We knew that there were 15 vendors, 28 expense categories, and 12 employees, so those aren't surprising.  We do see 664 buses which have had maintenance of some sort done on them.  That means 36 buses were retired without ever having gone through maintenance.

Cardinality is also useful when looking at subsets of data.  For example, let's filter to include just invoices valued between \$850 and \$999.99, as these are high-value invoices which fall below the two-signer rule.

In [9]:
highValueInvoices <- lineItems %>% dplyr::filter(Amount >= 850 & Amount < 1000)

In [10]:
rapply(highValueInvoices, function(x) { length(unique(x)) })
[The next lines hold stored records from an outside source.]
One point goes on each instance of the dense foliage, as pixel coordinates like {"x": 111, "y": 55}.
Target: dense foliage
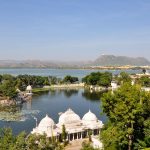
{"x": 145, "y": 81}
{"x": 87, "y": 146}
{"x": 128, "y": 110}
{"x": 123, "y": 77}
{"x": 23, "y": 142}
{"x": 98, "y": 78}
{"x": 9, "y": 83}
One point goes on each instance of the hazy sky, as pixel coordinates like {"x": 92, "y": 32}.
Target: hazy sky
{"x": 74, "y": 29}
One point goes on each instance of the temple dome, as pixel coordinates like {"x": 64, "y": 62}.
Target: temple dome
{"x": 89, "y": 117}
{"x": 69, "y": 117}
{"x": 46, "y": 124}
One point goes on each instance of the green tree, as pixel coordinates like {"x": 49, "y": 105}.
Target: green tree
{"x": 64, "y": 133}
{"x": 98, "y": 78}
{"x": 7, "y": 88}
{"x": 145, "y": 81}
{"x": 87, "y": 146}
{"x": 123, "y": 78}
{"x": 127, "y": 110}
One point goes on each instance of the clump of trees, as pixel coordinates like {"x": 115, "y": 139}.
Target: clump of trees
{"x": 9, "y": 83}
{"x": 98, "y": 78}
{"x": 7, "y": 86}
{"x": 128, "y": 110}
{"x": 123, "y": 77}
{"x": 70, "y": 79}
{"x": 8, "y": 141}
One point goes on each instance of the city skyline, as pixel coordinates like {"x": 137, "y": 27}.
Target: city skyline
{"x": 74, "y": 30}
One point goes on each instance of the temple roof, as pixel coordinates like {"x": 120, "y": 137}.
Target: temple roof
{"x": 69, "y": 117}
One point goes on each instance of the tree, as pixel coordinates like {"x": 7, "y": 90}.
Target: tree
{"x": 127, "y": 110}
{"x": 98, "y": 78}
{"x": 123, "y": 78}
{"x": 64, "y": 133}
{"x": 7, "y": 88}
{"x": 145, "y": 81}
{"x": 87, "y": 146}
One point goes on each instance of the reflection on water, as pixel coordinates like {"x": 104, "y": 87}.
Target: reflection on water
{"x": 52, "y": 103}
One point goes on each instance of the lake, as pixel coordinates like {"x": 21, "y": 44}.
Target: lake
{"x": 59, "y": 72}
{"x": 53, "y": 102}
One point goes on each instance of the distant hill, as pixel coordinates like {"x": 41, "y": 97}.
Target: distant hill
{"x": 111, "y": 60}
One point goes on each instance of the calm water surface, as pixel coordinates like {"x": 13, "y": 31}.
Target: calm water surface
{"x": 53, "y": 102}
{"x": 58, "y": 72}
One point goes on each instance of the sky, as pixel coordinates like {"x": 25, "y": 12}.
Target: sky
{"x": 74, "y": 30}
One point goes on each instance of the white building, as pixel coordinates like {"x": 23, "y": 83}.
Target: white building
{"x": 76, "y": 127}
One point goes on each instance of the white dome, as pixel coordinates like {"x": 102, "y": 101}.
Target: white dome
{"x": 46, "y": 124}
{"x": 89, "y": 117}
{"x": 29, "y": 88}
{"x": 69, "y": 117}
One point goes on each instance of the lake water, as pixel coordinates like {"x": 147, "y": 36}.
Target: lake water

It looks like 12 of our 15 vendors invoices between \$850 and \$999.99.  We can dig deeper using the `setDT()` function in the `data.table` package.  Let's look at counts by vendor ID:

In [11]:
data.table::setDT(highValueInvoices)[, .N, keyby=VendorID]

VendorID,N
1,75
2,22
5,525
6,48
7,46
8,42
9,12
11,72
12,10
13,11


Vendor 5 seems to keep coming up as an outlier.  Maybe they are special but if your spidey-senses are tingling, I don't blame you.
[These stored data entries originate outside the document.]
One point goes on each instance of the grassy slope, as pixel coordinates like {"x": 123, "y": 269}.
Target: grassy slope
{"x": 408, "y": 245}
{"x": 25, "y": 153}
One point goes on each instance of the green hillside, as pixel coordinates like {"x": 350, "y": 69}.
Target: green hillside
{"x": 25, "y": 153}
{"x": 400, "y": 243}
Maybe they just have a lot of high-value items, so let's see how many invoices over \$1000 they have in our data set.

In [12]:
data.table::setDT(filter(lineItems, Amount > 1000))[, .N, keyby=VendorID]

VendorID,N
1,171
2,7
6,37
7,105
8,101
9,6
11,161
12,7
13,11
14,157


That's strange.  They have no invoices over \$1000.  How about ones which are just under \$1000?  Here we will focus specifically on vendor 5 and look at amounts greater than \$995.

In [13]:
data.table::setDT(filter(lineItems, VendorID == 5 & Amount > 995))[, .N, keyby=Amount]

Amount,N
996.06,1
997.25,1
997.43,1
999.29,1
999.99,411


415 invoices all happen to be within \$5 of our two-signer cutoff?  And 411 of those happen to be one penny short?  The circumstantial evidence is starting to add up.  We don't have anything yet but this is looking very suspicious.
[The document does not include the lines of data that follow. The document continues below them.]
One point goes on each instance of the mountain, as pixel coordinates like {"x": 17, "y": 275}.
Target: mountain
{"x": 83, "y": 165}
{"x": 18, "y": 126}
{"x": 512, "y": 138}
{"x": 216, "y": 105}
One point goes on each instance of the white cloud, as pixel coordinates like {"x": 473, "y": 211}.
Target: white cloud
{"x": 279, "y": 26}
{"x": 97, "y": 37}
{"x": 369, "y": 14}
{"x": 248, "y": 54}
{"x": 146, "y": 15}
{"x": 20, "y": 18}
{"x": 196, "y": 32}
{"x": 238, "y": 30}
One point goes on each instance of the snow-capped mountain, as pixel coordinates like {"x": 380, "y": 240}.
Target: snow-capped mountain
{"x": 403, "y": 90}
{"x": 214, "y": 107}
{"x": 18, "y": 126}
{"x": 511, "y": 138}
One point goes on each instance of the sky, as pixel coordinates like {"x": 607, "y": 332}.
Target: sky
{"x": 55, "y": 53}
Now let's pivot and look at high-value invoices by employee.

In [14]:
data.table::setDT(highValueInvoices)[, .N, keyby=EmployeeID]

EmployeeID,N
1,42
2,37
3,35
4,146
5,38
6,46
7,36
8,155
9,51
10,184


All twelve of our employees have dealt with high-value invoices.  Let's see what it looks like when we filter on the suspicious vendor.

In [15]:
data.table::setDT(filter(lineItems, VendorID == 5 & Amount > 995))[, .N, keyby=EmployeeID]

EmployeeID,N
4,80
8,104
10,123
12,108


Only four employees handled those invoices for vendor 5.  But maybe the agency has people focus on certain sets of vendors.  Let's limit ourselves to the year 2018 and see how many invoices for vendor 5 each employee has handled.

In [16]:
data.table::setDT(filter(lineItems, VendorID == 5 & year(LineItemDate) == 2018))[, .N, keyby=EmployeeID]

EmployeeID,N
1,24
2,22
3,21
4,610
5,25
6,21
7,26
8,666
9,19
10,667


All 12 have handled invoices.  8 of the 12 have taken a couple dozen but our final four have over 600 apiece.  That's averaging 2 invoices per employee per day.  That's a lot of invoices!